Loghi e stemmi di squadre e associazioni sportive hanno storie e significati davvero interessanti. Come è nato il “cavallino” della Ferrari?

Ogni squadra, scuderia, associazione sportiva che si rispetti possiede uno stemma, un logo che lo rappresenti. Un’immagine che ha un significato ben preciso, che racconta una storia. Come quella del “cavallino” della Ferrari. Una storia antica, che nasce nel 1692 come simbolo del “Reggimento Piemonte Reale” una delle più brillanti unità della cavalleria piemontese.

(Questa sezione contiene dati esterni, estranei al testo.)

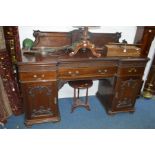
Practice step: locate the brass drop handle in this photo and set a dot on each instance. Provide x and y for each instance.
(4, 79)
(35, 76)
(132, 70)
(73, 73)
(103, 71)
(76, 72)
(42, 75)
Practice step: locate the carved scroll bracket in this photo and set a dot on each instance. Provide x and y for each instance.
(85, 44)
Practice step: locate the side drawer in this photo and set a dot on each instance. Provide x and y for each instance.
(129, 71)
(37, 76)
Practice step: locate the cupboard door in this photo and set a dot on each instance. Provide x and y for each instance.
(126, 91)
(40, 100)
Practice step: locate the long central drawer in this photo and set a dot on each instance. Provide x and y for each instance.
(86, 72)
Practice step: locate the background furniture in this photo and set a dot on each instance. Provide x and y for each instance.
(9, 55)
(44, 71)
(145, 36)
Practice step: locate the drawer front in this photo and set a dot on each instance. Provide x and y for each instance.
(129, 71)
(97, 72)
(37, 76)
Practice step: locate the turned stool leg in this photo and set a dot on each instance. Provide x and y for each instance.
(86, 102)
(77, 85)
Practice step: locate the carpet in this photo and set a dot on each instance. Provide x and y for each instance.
(97, 118)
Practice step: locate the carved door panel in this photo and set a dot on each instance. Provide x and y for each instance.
(40, 100)
(126, 91)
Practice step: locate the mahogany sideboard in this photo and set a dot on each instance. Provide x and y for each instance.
(42, 74)
(145, 35)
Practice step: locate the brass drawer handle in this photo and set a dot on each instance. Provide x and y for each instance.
(102, 71)
(77, 72)
(132, 70)
(35, 76)
(42, 75)
(73, 73)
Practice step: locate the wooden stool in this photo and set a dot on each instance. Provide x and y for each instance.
(77, 85)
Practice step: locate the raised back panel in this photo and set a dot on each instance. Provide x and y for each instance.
(58, 39)
(51, 39)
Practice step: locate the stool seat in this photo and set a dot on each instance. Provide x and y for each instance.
(77, 85)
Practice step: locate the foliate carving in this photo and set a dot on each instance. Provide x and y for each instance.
(126, 100)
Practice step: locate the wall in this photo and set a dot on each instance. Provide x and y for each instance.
(128, 33)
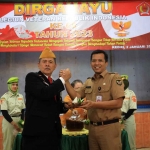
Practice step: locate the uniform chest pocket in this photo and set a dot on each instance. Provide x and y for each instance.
(88, 93)
(105, 92)
(104, 89)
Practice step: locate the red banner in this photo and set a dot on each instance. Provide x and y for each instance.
(75, 26)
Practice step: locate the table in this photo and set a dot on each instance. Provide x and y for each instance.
(70, 141)
(75, 140)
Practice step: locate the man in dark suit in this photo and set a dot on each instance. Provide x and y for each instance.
(42, 128)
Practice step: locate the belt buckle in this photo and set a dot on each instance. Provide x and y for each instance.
(95, 123)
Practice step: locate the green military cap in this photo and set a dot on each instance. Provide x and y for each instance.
(12, 80)
(124, 76)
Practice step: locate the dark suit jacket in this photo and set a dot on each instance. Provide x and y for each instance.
(42, 110)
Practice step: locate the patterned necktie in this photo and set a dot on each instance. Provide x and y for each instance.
(51, 81)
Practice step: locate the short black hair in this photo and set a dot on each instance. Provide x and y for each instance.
(54, 60)
(126, 83)
(76, 81)
(99, 52)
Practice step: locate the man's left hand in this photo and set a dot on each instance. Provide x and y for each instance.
(87, 104)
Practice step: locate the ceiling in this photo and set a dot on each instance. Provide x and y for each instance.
(35, 1)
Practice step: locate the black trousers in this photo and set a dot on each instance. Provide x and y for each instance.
(45, 142)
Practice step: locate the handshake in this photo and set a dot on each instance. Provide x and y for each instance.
(65, 74)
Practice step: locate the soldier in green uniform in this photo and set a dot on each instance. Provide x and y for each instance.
(104, 94)
(12, 107)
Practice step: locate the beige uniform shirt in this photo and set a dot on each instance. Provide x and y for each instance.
(12, 103)
(110, 87)
(130, 101)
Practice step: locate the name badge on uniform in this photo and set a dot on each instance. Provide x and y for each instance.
(98, 98)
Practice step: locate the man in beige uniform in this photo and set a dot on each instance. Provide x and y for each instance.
(12, 108)
(104, 93)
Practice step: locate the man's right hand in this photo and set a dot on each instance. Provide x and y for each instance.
(65, 74)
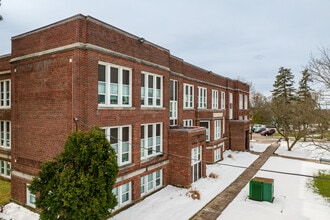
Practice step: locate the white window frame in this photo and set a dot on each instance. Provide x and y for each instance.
(217, 154)
(223, 126)
(240, 103)
(30, 197)
(196, 158)
(174, 103)
(246, 102)
(188, 123)
(207, 130)
(223, 100)
(121, 148)
(151, 182)
(154, 94)
(153, 145)
(106, 88)
(5, 169)
(230, 105)
(188, 96)
(120, 193)
(5, 93)
(217, 129)
(215, 99)
(202, 97)
(5, 134)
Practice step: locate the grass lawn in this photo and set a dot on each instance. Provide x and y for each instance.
(4, 192)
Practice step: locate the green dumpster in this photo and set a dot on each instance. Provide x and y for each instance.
(261, 189)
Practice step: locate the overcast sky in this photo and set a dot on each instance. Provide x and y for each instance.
(247, 40)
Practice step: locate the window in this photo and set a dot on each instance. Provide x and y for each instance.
(151, 90)
(114, 85)
(217, 155)
(120, 140)
(206, 124)
(230, 105)
(217, 129)
(5, 134)
(202, 94)
(188, 123)
(240, 105)
(215, 99)
(196, 163)
(123, 194)
(151, 140)
(223, 100)
(246, 100)
(30, 197)
(5, 168)
(188, 96)
(151, 182)
(4, 93)
(173, 103)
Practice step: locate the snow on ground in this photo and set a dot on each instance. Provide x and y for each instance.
(16, 212)
(294, 200)
(174, 203)
(303, 150)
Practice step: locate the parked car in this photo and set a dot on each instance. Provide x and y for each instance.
(258, 128)
(268, 132)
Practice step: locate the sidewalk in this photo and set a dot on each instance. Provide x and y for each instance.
(216, 206)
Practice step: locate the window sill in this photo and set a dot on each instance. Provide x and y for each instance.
(125, 166)
(144, 160)
(152, 108)
(115, 108)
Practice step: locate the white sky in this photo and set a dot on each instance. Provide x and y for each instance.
(240, 39)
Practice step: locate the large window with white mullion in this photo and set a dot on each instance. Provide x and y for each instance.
(173, 102)
(215, 99)
(188, 123)
(151, 140)
(188, 96)
(202, 97)
(217, 154)
(206, 124)
(123, 194)
(223, 100)
(240, 103)
(5, 95)
(120, 140)
(5, 133)
(230, 105)
(151, 182)
(196, 163)
(5, 168)
(151, 90)
(114, 85)
(217, 129)
(30, 197)
(246, 102)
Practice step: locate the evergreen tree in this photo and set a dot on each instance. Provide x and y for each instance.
(78, 183)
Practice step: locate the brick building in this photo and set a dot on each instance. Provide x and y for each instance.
(166, 118)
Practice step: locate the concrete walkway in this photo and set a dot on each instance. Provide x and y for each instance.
(216, 206)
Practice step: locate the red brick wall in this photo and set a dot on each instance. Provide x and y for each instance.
(42, 105)
(181, 141)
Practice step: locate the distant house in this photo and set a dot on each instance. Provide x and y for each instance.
(165, 118)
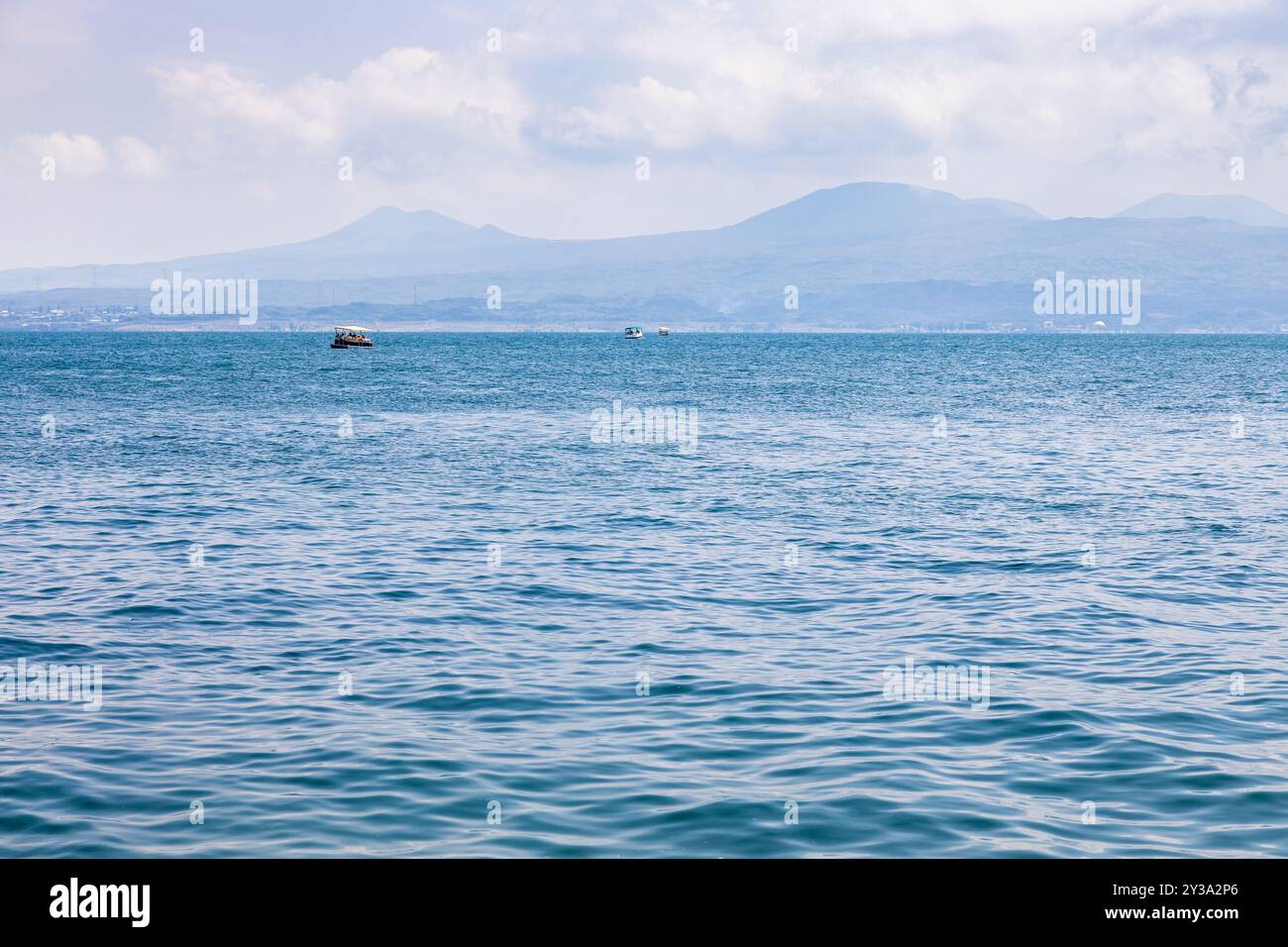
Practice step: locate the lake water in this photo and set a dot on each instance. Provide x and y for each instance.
(441, 598)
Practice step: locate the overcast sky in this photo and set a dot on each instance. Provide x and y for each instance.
(161, 151)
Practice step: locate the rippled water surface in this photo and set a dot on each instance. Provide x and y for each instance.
(640, 650)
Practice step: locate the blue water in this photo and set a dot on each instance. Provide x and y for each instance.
(638, 650)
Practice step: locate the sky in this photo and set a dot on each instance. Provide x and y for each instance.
(533, 115)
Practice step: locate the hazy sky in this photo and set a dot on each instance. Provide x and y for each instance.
(161, 151)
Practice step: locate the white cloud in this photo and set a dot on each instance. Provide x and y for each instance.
(138, 158)
(75, 155)
(402, 85)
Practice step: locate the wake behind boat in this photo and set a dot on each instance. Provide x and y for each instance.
(351, 338)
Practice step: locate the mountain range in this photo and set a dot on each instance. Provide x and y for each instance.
(863, 256)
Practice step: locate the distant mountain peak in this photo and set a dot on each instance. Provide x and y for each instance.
(877, 206)
(1237, 208)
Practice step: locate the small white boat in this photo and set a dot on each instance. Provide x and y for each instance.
(351, 338)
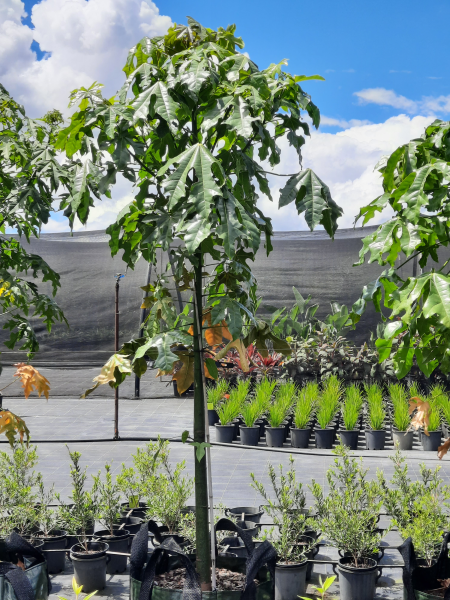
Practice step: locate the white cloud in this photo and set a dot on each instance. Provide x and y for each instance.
(427, 104)
(345, 162)
(385, 97)
(342, 123)
(86, 42)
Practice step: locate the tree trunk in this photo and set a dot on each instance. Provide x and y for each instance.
(201, 483)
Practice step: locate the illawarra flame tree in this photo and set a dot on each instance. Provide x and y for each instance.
(192, 127)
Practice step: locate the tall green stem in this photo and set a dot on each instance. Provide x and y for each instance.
(201, 484)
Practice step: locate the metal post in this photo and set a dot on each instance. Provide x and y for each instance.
(137, 380)
(118, 277)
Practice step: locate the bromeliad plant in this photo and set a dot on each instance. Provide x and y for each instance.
(190, 128)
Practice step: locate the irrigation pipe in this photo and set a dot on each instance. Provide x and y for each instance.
(218, 444)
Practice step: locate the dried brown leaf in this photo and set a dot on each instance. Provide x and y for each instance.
(32, 380)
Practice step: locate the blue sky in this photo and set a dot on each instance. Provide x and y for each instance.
(385, 64)
(354, 45)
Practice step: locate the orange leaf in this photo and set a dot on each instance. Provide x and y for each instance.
(11, 424)
(32, 380)
(442, 450)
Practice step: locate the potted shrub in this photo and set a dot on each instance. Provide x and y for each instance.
(50, 533)
(426, 529)
(249, 431)
(227, 412)
(348, 517)
(376, 435)
(276, 431)
(78, 517)
(109, 506)
(351, 409)
(168, 495)
(326, 412)
(303, 413)
(401, 420)
(215, 396)
(291, 565)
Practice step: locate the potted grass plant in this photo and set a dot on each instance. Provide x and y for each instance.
(215, 397)
(351, 409)
(326, 412)
(250, 432)
(431, 439)
(375, 432)
(117, 537)
(401, 419)
(275, 430)
(227, 413)
(304, 409)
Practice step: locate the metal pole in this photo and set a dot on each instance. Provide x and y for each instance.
(116, 349)
(137, 380)
(208, 453)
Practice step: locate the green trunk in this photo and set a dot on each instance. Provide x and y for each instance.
(201, 482)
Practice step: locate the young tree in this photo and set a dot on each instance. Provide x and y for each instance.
(415, 182)
(192, 127)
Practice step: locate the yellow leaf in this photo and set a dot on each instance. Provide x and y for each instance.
(32, 380)
(11, 424)
(184, 376)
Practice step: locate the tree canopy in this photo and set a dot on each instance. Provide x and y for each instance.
(416, 310)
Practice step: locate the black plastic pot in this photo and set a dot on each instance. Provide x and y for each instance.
(375, 440)
(251, 513)
(349, 438)
(138, 512)
(275, 436)
(403, 439)
(117, 543)
(89, 568)
(249, 435)
(224, 433)
(357, 583)
(300, 437)
(324, 438)
(432, 441)
(290, 580)
(56, 561)
(213, 417)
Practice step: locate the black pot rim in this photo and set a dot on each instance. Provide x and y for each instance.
(83, 555)
(118, 534)
(40, 535)
(345, 567)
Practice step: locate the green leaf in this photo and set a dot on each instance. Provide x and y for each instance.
(200, 449)
(199, 158)
(240, 119)
(438, 298)
(312, 197)
(164, 105)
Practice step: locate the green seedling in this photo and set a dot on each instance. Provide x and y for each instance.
(324, 585)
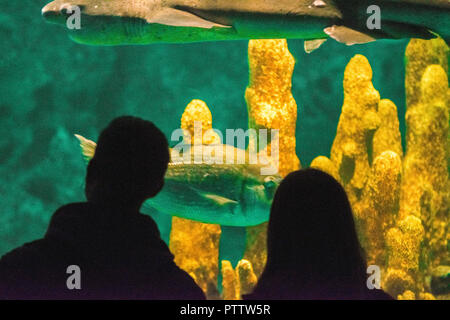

Due secoli dopo circa, il cavallino rampante è diventato lo stemma personale dell’aereo di Francesco Baracca, uno dei primi ufficiali di cavalleria del “Battaglione aviatori”. Ma come ha fatto il cavallino rampante ad arrivare sulle vetture Ferrari? Nel 1923, un giovanissimo Enzo Ferrari, dopo aver vinto la gara sul “Circuito automobilistico del Savio” a Ravenna, ha ricevuto in dono da Enrico e Paolina Baracca, genitori di Francesco, lo stemma col cavallino, per onorare la memoria del figlio morto in guerra. L’emblema della Scuderia Ferrari però non apparve da subito sulle autovetture, poichè erano marchiate Alfa Romeo e quindi ne riportavano il simbolo. Solo in un secondo momento, quando Enzo Ferrari iniziò a far gareggiare autovetture di sua produzione il cavallino nero fece il suo esordio in pista, precisamente nel 1932 alla 24 Ore di Spa (Belgio). Lo stemma è stato col passare del tempo aggiornato, senza però distorcere l’immagine iniziale, l’unica aggiunta da parte di Ferrari è stato lo sfondo giallo, colore simbolo della città di Modena, dove la Ferrari ha sede.